Morning Report: 4 January 2017
4th January 2017 By: Ranko Berich
GBP Sterling is mostly weaker this morning, although it has managed to pare yesterday’s losses against the dollar. British’s EU ambassador Sir Ivan Rogers resignation yesterday caught the country off guard, and the general perception is that the move weakens the UK’s negotiation power with Brussels, just a few weeks before the Brexit talks kick off. The ambassador decided to leave as he felt that his repeated warnings in relation to the complexity of the Brexit negotiations were broadly ignored by 10 Downing Street. As a result, Theresa May needs to find not only a good delegate to carry on the negotiations, but one whose stance is more pro-Brexit yet still knows the entrenched interconnections of the European Union. In other news, the construction PMI was released earlier today, showing a robust and accelerated upturn in new work. The output grew at the fastest pace since March 2016, although cost inflation levels are at the highest level since 2011.

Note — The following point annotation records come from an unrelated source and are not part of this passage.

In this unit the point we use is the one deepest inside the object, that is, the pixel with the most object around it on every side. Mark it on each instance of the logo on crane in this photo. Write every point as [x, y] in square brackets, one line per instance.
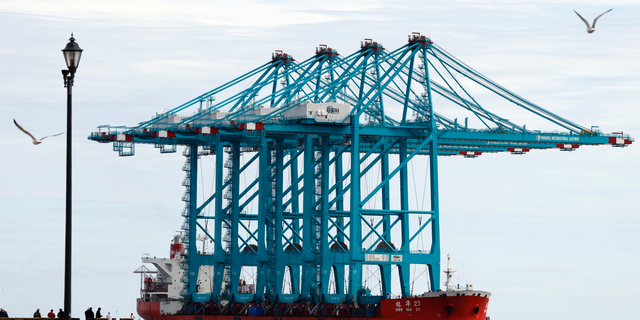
[333, 110]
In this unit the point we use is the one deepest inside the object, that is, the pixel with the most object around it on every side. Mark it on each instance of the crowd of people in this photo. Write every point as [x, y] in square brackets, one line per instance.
[89, 315]
[50, 315]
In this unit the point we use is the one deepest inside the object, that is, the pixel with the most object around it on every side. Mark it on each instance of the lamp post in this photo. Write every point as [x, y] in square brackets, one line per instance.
[72, 53]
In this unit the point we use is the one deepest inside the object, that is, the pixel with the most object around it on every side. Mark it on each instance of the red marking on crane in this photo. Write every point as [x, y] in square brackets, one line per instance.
[619, 141]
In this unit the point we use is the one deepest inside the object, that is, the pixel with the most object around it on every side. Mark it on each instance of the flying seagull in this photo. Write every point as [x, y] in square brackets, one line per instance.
[35, 141]
[591, 28]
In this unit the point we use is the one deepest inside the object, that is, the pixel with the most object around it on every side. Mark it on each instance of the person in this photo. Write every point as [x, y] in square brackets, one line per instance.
[89, 314]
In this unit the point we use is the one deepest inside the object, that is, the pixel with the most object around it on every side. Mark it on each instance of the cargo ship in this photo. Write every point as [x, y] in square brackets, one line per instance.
[161, 299]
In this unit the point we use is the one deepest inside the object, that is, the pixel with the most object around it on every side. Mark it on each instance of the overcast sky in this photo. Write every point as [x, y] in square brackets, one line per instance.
[553, 235]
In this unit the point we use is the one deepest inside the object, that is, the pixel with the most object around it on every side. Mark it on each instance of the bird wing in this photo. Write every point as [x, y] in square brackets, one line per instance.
[596, 19]
[25, 131]
[53, 135]
[583, 19]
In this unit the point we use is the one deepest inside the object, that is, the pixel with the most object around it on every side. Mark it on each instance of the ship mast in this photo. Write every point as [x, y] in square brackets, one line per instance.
[449, 272]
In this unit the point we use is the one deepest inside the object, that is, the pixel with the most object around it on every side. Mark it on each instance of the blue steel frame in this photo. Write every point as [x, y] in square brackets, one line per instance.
[321, 224]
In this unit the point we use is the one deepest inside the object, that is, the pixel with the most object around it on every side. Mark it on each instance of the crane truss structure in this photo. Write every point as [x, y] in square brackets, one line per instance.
[334, 139]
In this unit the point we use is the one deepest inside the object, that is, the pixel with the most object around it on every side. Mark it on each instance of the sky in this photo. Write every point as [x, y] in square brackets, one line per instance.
[551, 234]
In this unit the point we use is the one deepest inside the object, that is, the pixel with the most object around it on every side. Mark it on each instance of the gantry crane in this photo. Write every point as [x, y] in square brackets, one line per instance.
[333, 137]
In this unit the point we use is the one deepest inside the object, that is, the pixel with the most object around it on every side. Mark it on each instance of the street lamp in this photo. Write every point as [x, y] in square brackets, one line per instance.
[72, 53]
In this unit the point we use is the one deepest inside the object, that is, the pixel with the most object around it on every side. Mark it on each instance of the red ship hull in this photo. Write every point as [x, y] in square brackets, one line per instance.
[435, 305]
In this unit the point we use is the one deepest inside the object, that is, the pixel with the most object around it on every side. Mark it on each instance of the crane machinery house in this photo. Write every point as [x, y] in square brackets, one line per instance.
[320, 112]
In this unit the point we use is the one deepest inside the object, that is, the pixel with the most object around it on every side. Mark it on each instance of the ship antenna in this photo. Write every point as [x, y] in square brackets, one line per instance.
[449, 273]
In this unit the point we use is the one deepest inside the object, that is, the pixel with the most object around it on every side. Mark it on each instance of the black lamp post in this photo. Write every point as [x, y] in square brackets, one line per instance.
[72, 53]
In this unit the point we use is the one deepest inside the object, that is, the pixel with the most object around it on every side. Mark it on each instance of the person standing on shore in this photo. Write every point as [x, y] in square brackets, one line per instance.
[89, 314]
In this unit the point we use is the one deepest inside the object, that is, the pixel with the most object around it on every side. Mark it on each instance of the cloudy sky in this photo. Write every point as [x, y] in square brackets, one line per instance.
[551, 234]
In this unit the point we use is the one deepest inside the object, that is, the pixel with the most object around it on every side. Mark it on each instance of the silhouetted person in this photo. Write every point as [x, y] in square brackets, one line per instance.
[89, 314]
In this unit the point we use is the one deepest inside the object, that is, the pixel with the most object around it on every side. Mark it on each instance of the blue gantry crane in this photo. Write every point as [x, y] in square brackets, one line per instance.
[333, 138]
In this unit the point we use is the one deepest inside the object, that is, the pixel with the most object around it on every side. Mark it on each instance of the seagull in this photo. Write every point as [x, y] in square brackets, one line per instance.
[591, 28]
[35, 141]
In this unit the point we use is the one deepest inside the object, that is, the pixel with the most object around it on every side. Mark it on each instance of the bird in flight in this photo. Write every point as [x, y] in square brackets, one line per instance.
[35, 141]
[591, 28]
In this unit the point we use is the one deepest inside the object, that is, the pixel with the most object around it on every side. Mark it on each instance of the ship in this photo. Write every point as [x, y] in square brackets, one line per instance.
[161, 299]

EUR The euro remains a mixed bag despite of positive data in the Eurozone. Yesterday’s better-than-expected manufacturing PMIs showed a fast-growing sector in the single currency area, where France and Germany both showed growth at multiyear highs; today’s services PMIs also beat expectations. Spanish unemployment decreased in December by 86.800, almost double than expected and closing 2016 with a 19.2% unemployment rate, down from 23.6% in April. Germany’s inflation rose a whopping 1.7% year-on-year in December, the quickest pace in three years, propelled by food prices and fuel. All considered, the latest bout of eurozone’s data suggest that the economy is entering 2017 in good shape. The eurozone’s inflation data is released at 10.00 GMT today, and expectations show increased price pressure from higher fuel prices in December.
USD The dollar is taking a breath after the dollar index DXY, which measures the buck against a basket of currencies, reached yesterday a 14-year high. The dollar was favoured by strong economic data and a rally of US equities on the opening of the US session, at the same time that European government bonds were falling sharply (probably due to the jump in German inflation growth). EURUSD touched its lowest level since 2003 but bounced back afterwards. Today’s data includes a number of important releases: Friday’s private estimate of Non-Farm Payrolls by ADP at 13.15 GMT, Unemployment Claims at 13.30, and Markit and ISM services PMIs at 14.45 and 15.00 respectively.
CAD The loonie has reached a 2-week high against the dollar this morning, favoured by positive data and crude oil prices expectations. The rally of the dollar yesterday sent crude oil prices lower, but this should not change the outlook for crude oil in the short-term. The RBC manufacturing PMI, published yesterday, showed a slight improvement. No data will be released today in Canada, but North America’s crude oil inventories will be released in the US at 16.00.
- May faces calls to appoint pro-Brexit EU ambassador – Financial Times. Sir Ivan Rogers’ resignation as Britain’s EU ambassador has prompted demands that he be replaced by an official with a more positive view of Brexit. But Sir Ivan’s supporters, including senior former civil servants, claim Theresa May is about to embark on Brexit without seasoned EU negotiators and surrounded by aides who do not want to hear bad news. The ambassador’s colleagues say he grew “frustrated” that his warnings on the complexity of Brexit were being ignored. In a resignation email, he urged diplomats in Brussels to continue to deliver messages that are “disagreeable to those who need to hear them”.
- UK construction PMI touches nine-month high in December, costs jump – Reuters. Activity in Britain’s construction sector expanded at the fastest rate in nine months in December, boosted by more house building, but sterling’s weakness drove the biggest rise in costs in over five years, an industry survey showed on Wednesday. The Markit/CIPS purchasing managers’ index (PMI) rose to 54.2 in December, its strongest since March and well ahead of expectations in a Reuters poll for it to hold steady at November’s reading of 52.8. Coupled with Tuesday’s strong manufacturing PMI, the figures offer signs that Britain’s economy maintained momentum through the end of 2016, though the picture will become clearer once data for the far larger services sector appear on Thursday.
- UK consumer credit growth hits fresh 11-year high (BoE) – Reuters. British consumer borrowing picked up pace to grow at its fastest rate in more than 11 years in November, and the mortgage market retained solid momentum, Bank of England figures showed on Wednesday. Consumer credit in November alone jumped by 1.926 billion pounds – well ahead of forecasts in a Reuters poll – to push the annual growth rate in borrowing of 10.8 percent, a rate not seen since October 2005. The data confirm the picture given elsewhere that Britain is likely to have been one of the fastest-growing advanced economies last year, but shed little light on how well consumers will withstand an expected rise in prices in 2017.